ADS-B, should it ever become legally relevant in Europe, will face the same issues all over again. People will do the same tricks there as they do now, assisted by the fact that it will “never” be mandatory in most of Class G VFR. You aren’t required to fix/replace a broken transponder, or a broken altitude encoder, which gets around this unenforced law quite neatly

Administrator
Shoreham EGKA, United Kingdom

Mode S radiates Mode C and is perfectly visible to TAS/TCAS.

Mode S ES also squitters ADS-B, thus enhancing safety further.

EGKB Biggin Hill

The LAA for instance have a reasonably straightforward process for adding ADS-B to Mode-S – unfortunately only uncertified (even with certified boxes) right now. But all the low cost traffic awareness systems will show it.

PilotAware now shows gliders (FLARM via the OGN), ADS-B, other PilotAware stations, and soon multilaterated Mode-S from OGN ground stations.

Andreas IOM

Timothy wrote:

But that is all they can do.

Yes, but does it actually work? We are all trained to pick out our own callsign among the chatter on a busy frequency, but what about recognising that a geographical reference is about you?

Swedish controllers occasionally mix up what language you are using and call you in Swedish when you last call was in English or vice versa. I’ve seen reasonably experienced pilots miss calls because of that. (Swedish R/T uses a Swedish-language phonetic alphabet so how the callsigns are read out will depend on the language used.)

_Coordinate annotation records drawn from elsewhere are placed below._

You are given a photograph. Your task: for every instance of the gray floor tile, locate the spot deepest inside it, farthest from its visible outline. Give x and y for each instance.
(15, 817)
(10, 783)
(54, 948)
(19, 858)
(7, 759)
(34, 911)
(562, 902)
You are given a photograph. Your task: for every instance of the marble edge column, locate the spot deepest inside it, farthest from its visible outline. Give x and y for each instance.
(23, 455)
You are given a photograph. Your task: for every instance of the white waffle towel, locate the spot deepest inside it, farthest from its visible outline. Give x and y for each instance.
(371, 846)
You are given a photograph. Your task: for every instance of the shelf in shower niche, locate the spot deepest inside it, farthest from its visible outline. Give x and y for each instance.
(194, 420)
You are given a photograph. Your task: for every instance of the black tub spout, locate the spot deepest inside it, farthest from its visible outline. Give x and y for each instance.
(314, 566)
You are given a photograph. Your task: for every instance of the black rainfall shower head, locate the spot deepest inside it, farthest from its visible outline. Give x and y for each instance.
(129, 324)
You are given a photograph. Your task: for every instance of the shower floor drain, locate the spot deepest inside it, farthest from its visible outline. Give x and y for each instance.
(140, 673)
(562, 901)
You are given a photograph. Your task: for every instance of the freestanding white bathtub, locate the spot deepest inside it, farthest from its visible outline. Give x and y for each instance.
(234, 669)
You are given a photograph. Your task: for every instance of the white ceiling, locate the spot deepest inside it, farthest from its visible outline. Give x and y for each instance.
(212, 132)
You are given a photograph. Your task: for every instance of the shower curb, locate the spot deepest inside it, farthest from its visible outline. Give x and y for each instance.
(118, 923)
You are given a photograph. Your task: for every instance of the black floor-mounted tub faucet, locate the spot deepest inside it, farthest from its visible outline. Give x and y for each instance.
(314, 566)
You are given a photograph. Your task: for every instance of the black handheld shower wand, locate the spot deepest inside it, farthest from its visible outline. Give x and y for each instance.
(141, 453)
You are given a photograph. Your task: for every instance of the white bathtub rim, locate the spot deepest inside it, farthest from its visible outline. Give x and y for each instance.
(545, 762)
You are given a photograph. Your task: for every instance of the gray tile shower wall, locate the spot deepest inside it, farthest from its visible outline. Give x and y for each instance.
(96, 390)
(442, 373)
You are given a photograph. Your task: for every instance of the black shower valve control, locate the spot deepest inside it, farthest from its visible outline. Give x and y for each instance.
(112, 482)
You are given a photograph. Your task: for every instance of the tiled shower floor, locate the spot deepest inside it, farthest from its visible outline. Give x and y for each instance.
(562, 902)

Last Edited by Airborne_Again at 02 May 10:25
ESKC (Uppsala/Sundbro), Sweden

Airborne_Again wrote:

Yes, but does it actually work?

I guess it’s better than nothing, and if you are on the FMC and know you have only Mode A or C (or even no transponder) then you might be more attuned to listening for that call.

EGKB Biggin Hill

With Dublinpilot and Silvaire here.

Only two solutions exist : reduce the volume of CAS or ease access to it.
To me, what make things easy is having the same ATCO manage both sides of a CAS border, giving control service inside and FIS outside. That’s how every working system … works (France, Germany, US, even Spain). In France, I usually plan flights across airspace, being confident I will get across.
It seems the British are the only to turn CAS borders into the Chinese Wall, protecting the cash from the Huns ?

LFOU, France

I’ve finally managed to get around to watching the video above.

How can someone manage to produce something so embarrassing? It seems to be aimed at pilots who learnt to fly on a farm and never having had any formal training at a flying school.